Tuesday, February 3, 2026
Tornado Weather by Deborah E. Kennedy
I grabbed this because it seemed like a small-town mystery thing that might be interesting. Of that description, the only thing accurate is "small town." While there's a crime that happens, it barely registers for more than a hundred pages, as the people in the benighted small town go on about their small and mostly unexamined lives, chapters in different barely repeating POVs--just to maximize that scattershot feel. Most of the people in the town barely care about the missing (later dead) girl except as a stone they can grind their various axes on. It felt as though Ms. Kennedy had spent time in a town a lot like the one in the novel, and hated it, and this is her writing that hatred out: The people are all some combination of tiring, unlikeable, and despicable. There's nothing to care about in this novel, and nothing worth reading--the stolid thudding inert prose included.
Monday, February 2, 2026
The Burglar Who Counted the Spoons by Lawrence Block
After my Weekend Reading Project turned out to be such a garbage pile, it was a refreshing change to read a novel that actually managed to be worth reading. Block is witty in a natural and unaffected way, and while he might be somewhat past his peak he can still turn a phrase or three without mangling his otherwise perfectly readable prose. While there probably aren't any deep meanings or messages in this novel, there are some of the typical Mystery things about wealth and power, and probably some NYC-specific things I'm missing. The characters are all distinct, and many of them are charming in their own offbeat ways. Maybe a little padded through the middle, but nothing like bloated.
Sunday, February 1, 2026
Gravity's Rainbow by Thomas Pynchon
For my sins, I guess--I dunno what the sins are or were or will be, I hope they're worth it.
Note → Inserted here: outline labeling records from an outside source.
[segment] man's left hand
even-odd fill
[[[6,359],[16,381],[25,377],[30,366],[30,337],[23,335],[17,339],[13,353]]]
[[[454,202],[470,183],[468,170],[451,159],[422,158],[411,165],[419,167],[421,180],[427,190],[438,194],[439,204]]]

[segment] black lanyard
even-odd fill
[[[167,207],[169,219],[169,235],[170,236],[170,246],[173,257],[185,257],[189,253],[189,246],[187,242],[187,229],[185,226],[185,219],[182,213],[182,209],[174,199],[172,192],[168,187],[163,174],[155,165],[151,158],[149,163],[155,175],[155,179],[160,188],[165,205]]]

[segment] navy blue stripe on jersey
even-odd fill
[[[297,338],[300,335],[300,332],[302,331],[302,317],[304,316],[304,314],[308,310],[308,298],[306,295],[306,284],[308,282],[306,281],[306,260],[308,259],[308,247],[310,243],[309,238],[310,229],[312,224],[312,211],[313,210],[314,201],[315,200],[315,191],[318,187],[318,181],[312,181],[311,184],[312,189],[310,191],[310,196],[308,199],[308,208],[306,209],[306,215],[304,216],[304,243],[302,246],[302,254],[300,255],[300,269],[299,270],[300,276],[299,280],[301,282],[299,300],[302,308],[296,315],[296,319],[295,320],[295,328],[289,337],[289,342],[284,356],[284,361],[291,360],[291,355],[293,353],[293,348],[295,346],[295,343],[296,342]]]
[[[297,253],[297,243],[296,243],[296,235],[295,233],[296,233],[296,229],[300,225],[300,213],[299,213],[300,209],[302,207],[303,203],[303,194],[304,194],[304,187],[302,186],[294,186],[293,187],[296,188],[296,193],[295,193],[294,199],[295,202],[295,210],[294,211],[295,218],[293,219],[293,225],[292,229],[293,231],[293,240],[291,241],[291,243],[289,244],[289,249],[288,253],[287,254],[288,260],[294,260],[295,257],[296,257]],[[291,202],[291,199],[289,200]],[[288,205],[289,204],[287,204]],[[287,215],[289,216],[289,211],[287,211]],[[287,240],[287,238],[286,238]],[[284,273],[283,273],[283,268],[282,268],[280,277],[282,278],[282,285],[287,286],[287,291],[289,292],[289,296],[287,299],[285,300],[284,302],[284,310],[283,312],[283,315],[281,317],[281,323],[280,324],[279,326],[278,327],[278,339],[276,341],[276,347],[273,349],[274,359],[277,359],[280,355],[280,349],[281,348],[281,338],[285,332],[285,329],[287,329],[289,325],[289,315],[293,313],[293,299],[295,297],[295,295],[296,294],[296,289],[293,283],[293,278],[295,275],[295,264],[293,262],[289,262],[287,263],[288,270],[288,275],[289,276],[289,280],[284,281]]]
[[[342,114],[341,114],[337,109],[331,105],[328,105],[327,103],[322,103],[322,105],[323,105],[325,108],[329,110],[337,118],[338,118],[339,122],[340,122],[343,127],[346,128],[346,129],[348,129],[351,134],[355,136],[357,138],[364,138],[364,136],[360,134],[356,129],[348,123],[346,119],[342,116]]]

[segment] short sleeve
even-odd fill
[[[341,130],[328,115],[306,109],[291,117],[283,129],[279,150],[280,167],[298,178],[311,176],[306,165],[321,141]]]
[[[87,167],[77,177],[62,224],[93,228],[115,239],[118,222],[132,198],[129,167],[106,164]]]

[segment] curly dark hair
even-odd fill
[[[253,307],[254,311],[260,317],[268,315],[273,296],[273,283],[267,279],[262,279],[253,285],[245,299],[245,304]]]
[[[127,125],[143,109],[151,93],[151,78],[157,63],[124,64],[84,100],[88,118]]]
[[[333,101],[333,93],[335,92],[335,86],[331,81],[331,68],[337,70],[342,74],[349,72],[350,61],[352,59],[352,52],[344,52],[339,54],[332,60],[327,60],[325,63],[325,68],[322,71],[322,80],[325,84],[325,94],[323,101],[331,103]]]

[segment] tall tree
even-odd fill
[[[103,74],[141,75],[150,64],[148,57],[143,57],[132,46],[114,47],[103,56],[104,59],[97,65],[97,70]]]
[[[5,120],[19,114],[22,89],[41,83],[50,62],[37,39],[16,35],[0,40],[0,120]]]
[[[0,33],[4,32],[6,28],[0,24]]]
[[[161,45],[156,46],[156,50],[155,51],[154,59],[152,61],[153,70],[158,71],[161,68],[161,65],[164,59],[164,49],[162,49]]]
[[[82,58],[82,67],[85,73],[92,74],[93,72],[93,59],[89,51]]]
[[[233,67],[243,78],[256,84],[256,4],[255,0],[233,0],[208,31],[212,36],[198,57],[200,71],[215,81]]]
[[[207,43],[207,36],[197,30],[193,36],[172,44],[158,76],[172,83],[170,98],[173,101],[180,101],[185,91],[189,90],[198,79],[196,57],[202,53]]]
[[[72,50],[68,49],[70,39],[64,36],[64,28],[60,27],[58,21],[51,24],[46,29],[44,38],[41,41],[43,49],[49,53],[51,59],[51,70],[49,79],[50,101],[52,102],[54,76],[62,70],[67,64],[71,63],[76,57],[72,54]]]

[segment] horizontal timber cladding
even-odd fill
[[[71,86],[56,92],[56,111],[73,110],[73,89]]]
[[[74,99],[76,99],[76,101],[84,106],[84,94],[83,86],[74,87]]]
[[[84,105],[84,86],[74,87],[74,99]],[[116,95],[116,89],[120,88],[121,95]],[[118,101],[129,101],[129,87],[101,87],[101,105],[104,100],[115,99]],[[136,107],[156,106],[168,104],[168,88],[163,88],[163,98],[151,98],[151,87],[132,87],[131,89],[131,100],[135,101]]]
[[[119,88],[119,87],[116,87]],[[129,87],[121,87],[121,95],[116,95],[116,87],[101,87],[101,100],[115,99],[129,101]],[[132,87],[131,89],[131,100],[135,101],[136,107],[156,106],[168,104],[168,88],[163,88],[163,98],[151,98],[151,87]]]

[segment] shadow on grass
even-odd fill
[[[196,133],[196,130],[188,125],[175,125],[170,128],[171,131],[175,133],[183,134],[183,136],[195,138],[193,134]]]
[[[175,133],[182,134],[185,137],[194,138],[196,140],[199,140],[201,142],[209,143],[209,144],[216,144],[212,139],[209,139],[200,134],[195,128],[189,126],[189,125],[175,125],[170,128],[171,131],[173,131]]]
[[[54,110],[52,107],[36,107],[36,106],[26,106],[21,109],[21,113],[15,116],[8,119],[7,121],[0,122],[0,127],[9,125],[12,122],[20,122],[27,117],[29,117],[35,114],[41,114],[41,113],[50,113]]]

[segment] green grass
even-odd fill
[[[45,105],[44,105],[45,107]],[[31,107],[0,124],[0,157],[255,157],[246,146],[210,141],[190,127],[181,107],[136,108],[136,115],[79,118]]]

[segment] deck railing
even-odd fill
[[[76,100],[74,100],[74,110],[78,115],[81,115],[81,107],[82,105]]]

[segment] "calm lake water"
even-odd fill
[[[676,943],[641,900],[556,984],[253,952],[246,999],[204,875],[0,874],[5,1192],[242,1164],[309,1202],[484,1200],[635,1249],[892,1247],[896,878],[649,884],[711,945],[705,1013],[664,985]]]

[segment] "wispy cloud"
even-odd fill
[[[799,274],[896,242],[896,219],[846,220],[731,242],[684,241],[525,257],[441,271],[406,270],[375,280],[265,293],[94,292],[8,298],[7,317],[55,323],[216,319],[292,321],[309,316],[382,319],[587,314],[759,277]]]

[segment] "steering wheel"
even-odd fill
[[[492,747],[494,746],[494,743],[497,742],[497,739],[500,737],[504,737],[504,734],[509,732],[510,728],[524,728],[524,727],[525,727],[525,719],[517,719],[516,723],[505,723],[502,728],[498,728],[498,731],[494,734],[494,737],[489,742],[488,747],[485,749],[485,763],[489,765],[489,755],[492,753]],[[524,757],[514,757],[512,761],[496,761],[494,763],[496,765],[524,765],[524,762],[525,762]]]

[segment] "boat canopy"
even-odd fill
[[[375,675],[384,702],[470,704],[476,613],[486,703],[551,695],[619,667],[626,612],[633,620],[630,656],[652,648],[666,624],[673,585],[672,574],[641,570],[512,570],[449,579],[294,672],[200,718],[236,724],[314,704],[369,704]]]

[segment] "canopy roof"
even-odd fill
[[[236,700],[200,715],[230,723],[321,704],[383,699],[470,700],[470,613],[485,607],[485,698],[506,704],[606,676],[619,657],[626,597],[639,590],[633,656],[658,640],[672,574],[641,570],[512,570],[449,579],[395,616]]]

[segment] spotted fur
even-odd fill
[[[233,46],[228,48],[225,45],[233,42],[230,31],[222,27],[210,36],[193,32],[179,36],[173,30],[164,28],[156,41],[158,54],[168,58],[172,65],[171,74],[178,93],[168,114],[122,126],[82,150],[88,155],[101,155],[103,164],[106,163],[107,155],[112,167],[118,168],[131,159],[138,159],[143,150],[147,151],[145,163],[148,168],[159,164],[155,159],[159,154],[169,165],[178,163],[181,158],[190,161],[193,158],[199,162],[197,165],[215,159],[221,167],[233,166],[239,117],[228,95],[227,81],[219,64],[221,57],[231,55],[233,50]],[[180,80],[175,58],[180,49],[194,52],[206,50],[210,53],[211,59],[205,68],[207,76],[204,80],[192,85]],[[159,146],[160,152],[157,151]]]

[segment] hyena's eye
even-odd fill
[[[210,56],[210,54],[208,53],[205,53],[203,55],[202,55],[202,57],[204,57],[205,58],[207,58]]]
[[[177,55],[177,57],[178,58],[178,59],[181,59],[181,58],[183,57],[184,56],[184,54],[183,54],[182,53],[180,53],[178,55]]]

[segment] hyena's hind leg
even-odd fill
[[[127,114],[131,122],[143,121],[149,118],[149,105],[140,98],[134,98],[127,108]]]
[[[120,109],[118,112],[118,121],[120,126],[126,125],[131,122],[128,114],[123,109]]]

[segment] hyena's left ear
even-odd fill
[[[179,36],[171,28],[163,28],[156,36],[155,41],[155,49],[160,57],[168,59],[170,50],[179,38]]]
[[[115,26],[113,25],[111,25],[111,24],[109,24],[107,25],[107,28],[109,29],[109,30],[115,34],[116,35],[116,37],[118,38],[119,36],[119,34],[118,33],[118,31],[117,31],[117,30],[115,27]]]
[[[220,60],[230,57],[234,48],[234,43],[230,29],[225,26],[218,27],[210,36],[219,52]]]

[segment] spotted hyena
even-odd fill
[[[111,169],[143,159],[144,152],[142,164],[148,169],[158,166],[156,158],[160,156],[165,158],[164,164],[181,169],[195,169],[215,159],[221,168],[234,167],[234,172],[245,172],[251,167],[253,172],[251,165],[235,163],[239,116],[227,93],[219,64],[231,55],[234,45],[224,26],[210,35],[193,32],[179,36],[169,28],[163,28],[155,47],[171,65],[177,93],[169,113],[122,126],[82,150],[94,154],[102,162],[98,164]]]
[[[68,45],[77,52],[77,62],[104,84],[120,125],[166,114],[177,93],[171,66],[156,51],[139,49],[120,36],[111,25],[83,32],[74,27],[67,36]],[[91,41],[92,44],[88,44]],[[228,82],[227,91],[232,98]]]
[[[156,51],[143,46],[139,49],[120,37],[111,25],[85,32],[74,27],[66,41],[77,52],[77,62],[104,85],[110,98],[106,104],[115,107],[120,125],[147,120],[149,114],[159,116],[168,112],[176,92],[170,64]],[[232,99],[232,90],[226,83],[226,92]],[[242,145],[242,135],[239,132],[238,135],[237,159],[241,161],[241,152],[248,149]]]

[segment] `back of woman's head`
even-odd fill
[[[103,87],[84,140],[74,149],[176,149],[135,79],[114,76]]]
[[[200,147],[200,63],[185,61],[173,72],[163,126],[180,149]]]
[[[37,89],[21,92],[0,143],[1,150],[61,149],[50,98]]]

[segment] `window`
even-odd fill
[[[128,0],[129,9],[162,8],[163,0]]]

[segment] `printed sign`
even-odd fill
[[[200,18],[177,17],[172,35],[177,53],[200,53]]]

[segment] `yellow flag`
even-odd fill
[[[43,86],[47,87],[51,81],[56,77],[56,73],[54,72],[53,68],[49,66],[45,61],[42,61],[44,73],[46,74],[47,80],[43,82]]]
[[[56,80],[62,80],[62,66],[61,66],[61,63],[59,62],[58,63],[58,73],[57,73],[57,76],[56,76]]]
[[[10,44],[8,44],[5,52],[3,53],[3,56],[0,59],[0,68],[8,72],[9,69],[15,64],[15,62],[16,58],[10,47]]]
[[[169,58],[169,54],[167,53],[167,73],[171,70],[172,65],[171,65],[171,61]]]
Pynchon doesn't write: He bloviates, he blathers, he sometimes uses erudition as a barrier to communication, he writes about sex with the enthusiasm and vocabulary and class of the average seventh grader; mercifully, he eventually stops--there isn't anything like a point or a climax or anything like that, he just stops. There is nothing here worth reading, especially not anything like slogging through 775-ish pages of puerile, at best borderline-unreadable slodge.